Many of the books that Mrs. Taylor wrote are classics in missionary literature.  The first book that I read from her pen was one on Pastor His, a Chinese gentleman and Confucius scholar who, through the ministry of the CIM, had come to faith in Jesus Christ and was greatly used in a unique way.  At that time, opium addiction was a very real problem in China; and he was sort of a native traditional doctor who had a system of treatment that liberated many from the bondage of opium.  Through that ministry he was able to minister to many Chinese men.

There is also the aforementioned two-volume biography of Taylor.  Borden of Yale is another book that came from her pen.  When my wife and I directed the medical missions program at Bob Jones University and took teams to various fields around the world, we required and encouraged our students to get in the habit of reading good literature. One book required of all our team members  was Hudson Taylor's Spiritual Secret.  Most books are read and then lead a very lonely life on the bookshelf collecting dust.  But this book is a classic that  needs to be read over and again to challenge our hearts for the work of the Lord.

Geraldine Taylor wrote a very challenging biography of John and Betty Stam, a brave young couple who, in 1934, were martyred in the northwest part of China.  She also wrote Beyond the Ranges, one of the first biographies of Fraser in Lisu land.  These and many other books came from her pen and were greatly used for the cause of missions worldwide.

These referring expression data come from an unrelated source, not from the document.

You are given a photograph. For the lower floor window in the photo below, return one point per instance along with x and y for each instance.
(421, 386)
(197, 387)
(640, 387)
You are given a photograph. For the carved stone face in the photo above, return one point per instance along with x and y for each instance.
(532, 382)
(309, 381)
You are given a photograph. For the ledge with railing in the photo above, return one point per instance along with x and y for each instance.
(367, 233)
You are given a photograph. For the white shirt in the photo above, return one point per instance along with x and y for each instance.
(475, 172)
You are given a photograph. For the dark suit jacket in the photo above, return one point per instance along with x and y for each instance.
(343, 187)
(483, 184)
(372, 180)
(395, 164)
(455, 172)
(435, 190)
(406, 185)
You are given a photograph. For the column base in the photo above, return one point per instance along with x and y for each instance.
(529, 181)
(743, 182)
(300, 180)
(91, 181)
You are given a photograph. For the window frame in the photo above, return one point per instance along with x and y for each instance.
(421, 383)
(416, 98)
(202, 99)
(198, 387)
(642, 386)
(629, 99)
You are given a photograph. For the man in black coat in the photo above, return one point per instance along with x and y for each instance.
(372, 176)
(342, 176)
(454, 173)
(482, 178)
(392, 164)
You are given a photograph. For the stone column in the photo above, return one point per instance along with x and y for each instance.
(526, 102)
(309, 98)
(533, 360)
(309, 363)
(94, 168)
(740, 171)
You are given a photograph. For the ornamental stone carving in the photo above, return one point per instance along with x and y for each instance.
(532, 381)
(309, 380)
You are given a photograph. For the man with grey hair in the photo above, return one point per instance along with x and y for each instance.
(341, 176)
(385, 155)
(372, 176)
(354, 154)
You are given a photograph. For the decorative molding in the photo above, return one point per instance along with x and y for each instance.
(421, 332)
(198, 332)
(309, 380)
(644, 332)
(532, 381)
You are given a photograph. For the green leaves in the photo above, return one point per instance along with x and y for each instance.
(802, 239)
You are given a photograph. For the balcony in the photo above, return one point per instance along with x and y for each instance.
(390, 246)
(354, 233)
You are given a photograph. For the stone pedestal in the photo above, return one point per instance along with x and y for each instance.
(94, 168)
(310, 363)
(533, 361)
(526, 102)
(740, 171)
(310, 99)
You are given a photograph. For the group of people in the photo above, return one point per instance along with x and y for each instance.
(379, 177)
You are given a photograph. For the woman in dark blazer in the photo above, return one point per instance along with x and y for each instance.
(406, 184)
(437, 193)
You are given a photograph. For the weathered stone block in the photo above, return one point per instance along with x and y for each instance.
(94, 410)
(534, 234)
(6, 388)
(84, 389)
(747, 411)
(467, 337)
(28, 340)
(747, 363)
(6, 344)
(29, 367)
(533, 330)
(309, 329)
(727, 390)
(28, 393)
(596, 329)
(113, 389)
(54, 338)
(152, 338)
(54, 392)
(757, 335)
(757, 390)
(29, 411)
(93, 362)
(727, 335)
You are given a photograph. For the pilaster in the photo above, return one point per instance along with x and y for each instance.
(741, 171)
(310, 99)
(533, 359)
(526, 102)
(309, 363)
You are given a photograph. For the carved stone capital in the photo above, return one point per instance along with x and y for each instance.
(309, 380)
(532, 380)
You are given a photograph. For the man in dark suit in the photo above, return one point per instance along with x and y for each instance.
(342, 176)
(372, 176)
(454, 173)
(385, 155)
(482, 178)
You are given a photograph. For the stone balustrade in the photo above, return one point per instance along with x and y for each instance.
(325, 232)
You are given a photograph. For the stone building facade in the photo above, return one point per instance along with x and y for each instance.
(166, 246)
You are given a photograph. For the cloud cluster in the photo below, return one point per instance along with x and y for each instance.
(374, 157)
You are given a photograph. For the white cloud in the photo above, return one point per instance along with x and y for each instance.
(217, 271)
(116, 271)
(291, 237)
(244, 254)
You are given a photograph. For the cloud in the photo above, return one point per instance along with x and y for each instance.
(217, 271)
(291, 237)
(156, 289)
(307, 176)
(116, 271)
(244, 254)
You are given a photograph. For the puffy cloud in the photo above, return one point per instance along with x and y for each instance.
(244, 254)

She was a very godly woman who had the practice of rising very early each day-usually around 4:00 to 4:30 a.m.-to spend several hours in prayer, Bible study, and communion with the Lord. It was that close walk with the Lord that inspired her in writing all of these books which have challenged the Christian world to the present day. 

I encourage all who have not read her writings to do so.  The diaries and letters of Geraldine Taylor were thoroughly researched before her niece undertook the task of writing her biography, and she has presented the spirit of this great woman very accurately.